晏顷迟在仔细回想着那年的事,片刻后,略一颔首:“你说的这些,我都知道。”
他在心里斟酌着这番言辞,翻来覆去的琢磨,深觉此事可能藏了什么蹊跷,他很早之前就揣测过其中端倪,只是一直找不到什么漏痕,心余力绌。
可无论是入魔,还是弑杀同门,萧衍对此全都供认不讳。晏顷迟殚精竭虑许久,仍是一无所获,甚至捕捉不到任何蛛丝马迹。
事情又杂又乱,一波未平一波又起,徒增烦闷。
贺云升见他许久未言,又迟疑着问道:“师尊怎么会突然问这件事?”
“只是想起来了,随意问问。”晏顷迟面无表情的说道,“时辰不早了,该回宗门了,萧阁主回去的事勿要声张,沈闲会在我们之后到达宗门,你届时迎一下他。”
“是,我明白了。”贺云升退下。
——*****——
萧衍悄无声息的回到宗玄剑派,只有陪同的几名弟子晓得。
接连两日,晏顷迟都没有再露面,贺云升也未来看过,两个人不知道忙什么去了,每日只有宫里别的弟子进来送饭菜。
萧衍这两日来坐立不安,他着急见裴昭,裴昭入牢已经多日了,自己打从回到宗玄剑派就没见到过人,万一人要是被墨辞先私下里转走了,这段时日就全白搭了。
萧衍几经斟酌,决定先发制人。
寝殿外,谢唯仍带着一群医修装模作样的守在殿门口,不让人来看,萧衍打量了下,迅速判断出形势,那里还有群看守的弟子,是晏顷迟盯着自己的眼线,虽说不会拦着自己,但会随时向晏顷迟汇报自己的情况。
萧衍在殿里来回踱步,最后想了个铤而走险的办法,他从桌上捞了个茶盏过来,掐诀,只听“嘭”地一声,茶盏瞬间变作了个和自己一模一样的分.身。
这分身没有意识,萧衍让他爬进床榻上装睡,他便脱了鞋爬上床,自个儿乖巧的钻进被褥里,撑起一个窝,只露出了个后脑勺朝着外面。
这法子只能骗骗外行人,晏顷迟吩咐来的子弟至少都有金丹期修为,不好糊弄。
思及此,萧衍笼上帘子,把这分.身遮掩的像是自己在里面睡觉似的。
他借着光反复确认无疑,最后从殿里的窗子口翻进了后院。
晏顷迟的寝殿后有一处院子,百花相连,在盛夏时节,会舒展开浓绿色的碧从,能遮阳,每每从簇拥的花下走过,香浸衣袖,惬意非常。
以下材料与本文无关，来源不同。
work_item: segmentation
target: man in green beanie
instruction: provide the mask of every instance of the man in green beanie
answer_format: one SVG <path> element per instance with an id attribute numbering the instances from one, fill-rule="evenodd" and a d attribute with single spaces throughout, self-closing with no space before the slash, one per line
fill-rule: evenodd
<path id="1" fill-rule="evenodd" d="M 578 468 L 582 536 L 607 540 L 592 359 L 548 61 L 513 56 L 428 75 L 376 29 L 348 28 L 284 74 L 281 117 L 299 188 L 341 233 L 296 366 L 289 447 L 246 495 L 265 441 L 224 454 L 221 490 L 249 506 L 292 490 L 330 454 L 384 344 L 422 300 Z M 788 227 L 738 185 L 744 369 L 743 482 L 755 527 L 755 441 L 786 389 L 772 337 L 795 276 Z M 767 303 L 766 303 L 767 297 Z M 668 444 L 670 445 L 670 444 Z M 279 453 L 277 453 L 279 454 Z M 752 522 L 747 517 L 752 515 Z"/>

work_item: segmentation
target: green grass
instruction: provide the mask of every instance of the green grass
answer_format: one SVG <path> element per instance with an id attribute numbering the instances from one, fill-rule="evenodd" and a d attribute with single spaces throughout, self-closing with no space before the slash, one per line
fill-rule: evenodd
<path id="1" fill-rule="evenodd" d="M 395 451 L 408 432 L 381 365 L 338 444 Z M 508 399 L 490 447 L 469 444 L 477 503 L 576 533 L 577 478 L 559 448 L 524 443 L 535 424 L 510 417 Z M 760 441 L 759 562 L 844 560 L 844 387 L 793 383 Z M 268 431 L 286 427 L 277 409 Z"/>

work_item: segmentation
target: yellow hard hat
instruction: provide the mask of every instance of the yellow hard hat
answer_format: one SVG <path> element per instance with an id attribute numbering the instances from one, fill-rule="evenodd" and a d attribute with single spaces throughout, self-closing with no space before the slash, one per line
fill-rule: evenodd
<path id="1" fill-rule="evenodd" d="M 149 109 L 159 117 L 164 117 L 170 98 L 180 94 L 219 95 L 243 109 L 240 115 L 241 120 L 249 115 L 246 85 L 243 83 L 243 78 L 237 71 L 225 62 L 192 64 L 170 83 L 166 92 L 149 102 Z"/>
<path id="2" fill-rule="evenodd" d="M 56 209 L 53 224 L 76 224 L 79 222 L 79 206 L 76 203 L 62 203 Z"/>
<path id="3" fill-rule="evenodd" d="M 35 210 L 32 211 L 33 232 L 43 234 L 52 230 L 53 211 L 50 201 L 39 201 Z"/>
只是时至深秋,花都凋败了,萧衍踩着石子小径过去时,脚下都是零落的花瓣。
他沿着小院儿的后墙朝幽深的地方摸索,待摸到一处相对安全的地方,便悄然翻出去了。
——*****——
萧衍心里惦记着要紧事,他必须要拿到可以开牢笼的令牌纹章。
晏顷迟关押人的天狱,位于九华山北麓,里面关押的都是些极端残暴的恶徒,囚人的牢笼都是经过特质的打造,外面是层层叠嶂,坚如磐石,要硬闯的话,别说萧衍打不开,就连晏顷迟都未必能破开这叠嶂。
是以,想要进到天狱,首先就得拿到可以打开叠嶂的令牌。
萧衍绕着路,把晏顷迟平日会去的地方都找了一遍,最后来到了晏顷迟的藏书阁。
日暮西沉,苍莽群山都隐在霞光中,九重宫阙在暮色中静默。
藏书阁里像是许久没人来了,刚推开门,阴冷幽暗的气息扑面而来,这里每隔半个月才会有弟子来打扫,因位置偏僻,平时也无人涉足。
萧衍探身进来,一抹金色的斜阳从敞开的缝隙中,倾泻成扇形的光影,落在地面上。他踩在这狭隘的光影里,走进了藏书阁。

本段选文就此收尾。